Frederick Raymond Kerr
- 314Wallaby Number
Fred Kerr was a powerful forward from Victoria who converted to rugby from Australian Rules, played Test rugby for his country and then lost his life on the battlefield during World War II.
Born and bred in Melbourne, Kerr played Rules football during his time at both the Middle Park school and Melbourne High School. Kerr did not take a serious interest in rugby until 1936 after he had trained with the St. Kilda F.C. seconds but did not win selection. At the time rugby teams were playing rounds between Albert Park and St. Kilda so Kerr decided to have a shot at the fifteen man game.

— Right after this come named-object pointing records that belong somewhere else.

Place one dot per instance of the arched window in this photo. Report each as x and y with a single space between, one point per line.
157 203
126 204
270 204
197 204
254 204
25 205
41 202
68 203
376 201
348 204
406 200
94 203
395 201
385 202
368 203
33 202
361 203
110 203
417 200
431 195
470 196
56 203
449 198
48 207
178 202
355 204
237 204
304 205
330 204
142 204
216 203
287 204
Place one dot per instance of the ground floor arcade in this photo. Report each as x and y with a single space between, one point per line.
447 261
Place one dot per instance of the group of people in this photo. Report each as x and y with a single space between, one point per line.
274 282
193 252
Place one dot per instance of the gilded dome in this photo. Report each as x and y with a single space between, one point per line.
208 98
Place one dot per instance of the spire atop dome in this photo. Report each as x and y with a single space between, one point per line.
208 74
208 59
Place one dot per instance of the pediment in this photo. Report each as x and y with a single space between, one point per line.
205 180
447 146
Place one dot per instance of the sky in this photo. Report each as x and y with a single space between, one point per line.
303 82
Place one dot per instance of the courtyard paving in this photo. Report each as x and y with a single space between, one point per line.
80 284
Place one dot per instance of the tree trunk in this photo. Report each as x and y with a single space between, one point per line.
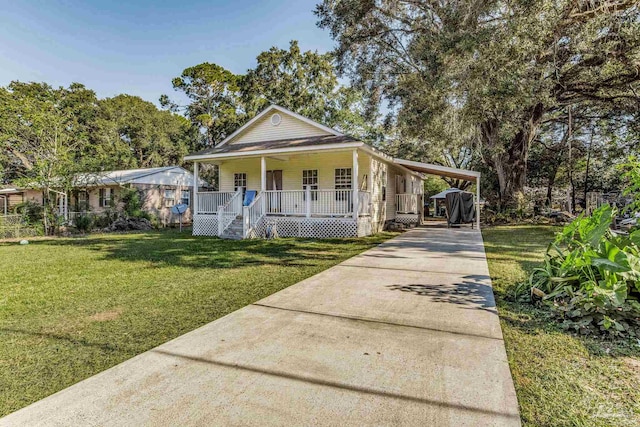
510 164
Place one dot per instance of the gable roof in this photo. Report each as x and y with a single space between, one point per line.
274 107
274 145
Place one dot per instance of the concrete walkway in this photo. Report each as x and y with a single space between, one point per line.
403 334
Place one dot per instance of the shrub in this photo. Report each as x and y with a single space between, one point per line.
32 212
133 204
83 223
591 276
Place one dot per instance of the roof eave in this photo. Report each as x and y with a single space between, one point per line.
319 147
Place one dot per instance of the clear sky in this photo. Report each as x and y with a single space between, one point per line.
137 47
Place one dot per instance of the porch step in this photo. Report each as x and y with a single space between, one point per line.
235 230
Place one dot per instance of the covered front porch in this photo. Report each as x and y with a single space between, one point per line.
315 194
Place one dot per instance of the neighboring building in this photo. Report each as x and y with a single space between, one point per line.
310 181
160 188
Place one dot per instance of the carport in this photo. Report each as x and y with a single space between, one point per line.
444 171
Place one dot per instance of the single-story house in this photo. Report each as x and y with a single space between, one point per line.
282 174
160 189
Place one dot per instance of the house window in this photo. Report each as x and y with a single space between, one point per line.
169 198
82 201
342 182
186 197
310 178
106 195
239 180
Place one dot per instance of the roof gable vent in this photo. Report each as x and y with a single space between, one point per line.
276 119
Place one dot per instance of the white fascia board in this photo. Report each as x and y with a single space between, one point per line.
444 170
282 110
385 157
335 147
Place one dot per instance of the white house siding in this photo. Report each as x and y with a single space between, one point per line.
379 206
289 127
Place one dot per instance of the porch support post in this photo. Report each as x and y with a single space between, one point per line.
263 174
354 183
478 202
195 188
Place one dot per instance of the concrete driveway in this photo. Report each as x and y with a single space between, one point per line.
404 334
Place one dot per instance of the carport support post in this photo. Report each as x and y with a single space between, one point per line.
478 201
195 188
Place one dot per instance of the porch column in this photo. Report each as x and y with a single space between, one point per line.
354 183
478 202
195 188
263 174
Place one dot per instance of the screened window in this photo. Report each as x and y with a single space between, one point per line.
310 178
239 180
342 182
169 198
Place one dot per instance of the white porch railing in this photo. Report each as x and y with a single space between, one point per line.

A near immediate success Kerr found himself playing first grade for the Power House club in 1937. Opponents there knew him as a tireless worker in the loose rucks, powerful in scrums and invaluable in line-outs, where his height and early Australian football experience were assets. That same year Kerr was chosen to represent Victoria against South Australia and Western Australia where he 'acquitted himself well’. In 1938 he was selected in the Victorian side that went to Sydney and split the two game series with New South Wales. It was said that Kerr’s performances 'won praise from the rugby big wigs of Sydney.’ Only 20, and in just his second year of rugby, Kerr was handed a Test debut against New Zealand in Sydney where he played ’solidly’.
Unfortunately, Australia were handed a one-sided, 9-24 defeat and as a result, some writers of the day even referred to it as a panic, the Wallaby selectors make seven changes for Brisbane and Aub Hodgson moved from flanker to take Kerr’s place at the back of the scrum. Undeterred, Kerr focussed his rugby ambitions on inclusion in the Second Wallaby team to tour Great Britain however a knee/ankle injury prevented him being considered for the trip. He suffered the injury in a club match a few weeks before the Victorian trial games for international selection and as a consequence was not available for the Victorian XV that subsequently played at the interstate carnival in Sydney. Kerr enlisted in the 2nd Australian Imperial Force in late 1939, rose to the rank of Lance Bombardier with the 2/2nd Field Regiment, saw active service at Bardia, Tobruk, Benghazi, Crete and finally Greece where he was killed in action in April, 1941.
Kerr won his first Test cap at No.8 in the 1st Test, 9-24 loss to New Zealand at the S.C.G.